1James Kerr was among the twenty men arrested in mid-November 1794 and confined at Washington, Pa. Later that month he was among those sent to Philadelphia for trial. His petition has not been found.

2John McMillan (1752–1833) graduated from Princeton in 1772. After visiting the area around Fort Pitt in 1775, he agreed in 1776 to become pastor of the Chartiers Creek and Pigeon Creek Presbyterian churches, and in 1795 he was still the pastor for Chartiers Creek. He was also instrumental in the founding of an academy at Canonsburg, which in 1802 became Jefferson College, where he served for a number of years as professor of divinity. During the Whiskey Insurrection he was considered a strong voice for submission to the laws. Thomas McNary (1744–1820), who served as a captain in the York County militia during the Revolutionary War, purchased land near Chartiers Creek in late 1782. He was an elder of the Presbyterian church. For discussion of the papers of submission, see the Commissioners Sent to Western Pennsylvania to GW, 24 Sept. 1794.

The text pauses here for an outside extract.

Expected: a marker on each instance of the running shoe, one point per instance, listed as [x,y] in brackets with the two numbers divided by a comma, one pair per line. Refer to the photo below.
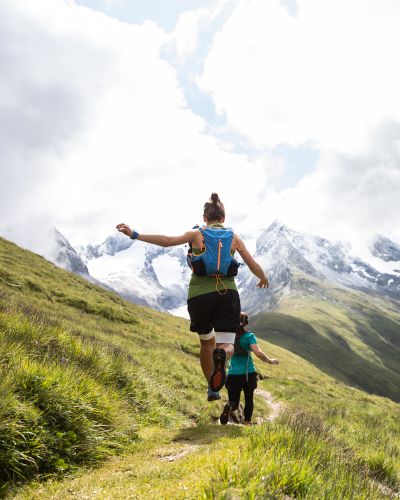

3Kerr was granted bail on 13 Jan. (Brackenridge, Western Insurrection description begins H. M. Brackenridge. History of the Western Insurrection in Western Pennsylvania, Commonly Called the Whiskey Insurrection. 1794. Pittsburgh, 1859. description ends , 330). James Ross wrote Attorney General William Bradford, Jr., on 18 April that there was “no doubt” Kerr had signed the submission paper, and it does not appear that Kerr was prosecuted (letter offered for sale by Matthew Bennett International, Sale 319 [20–22 June 2007], lot 242).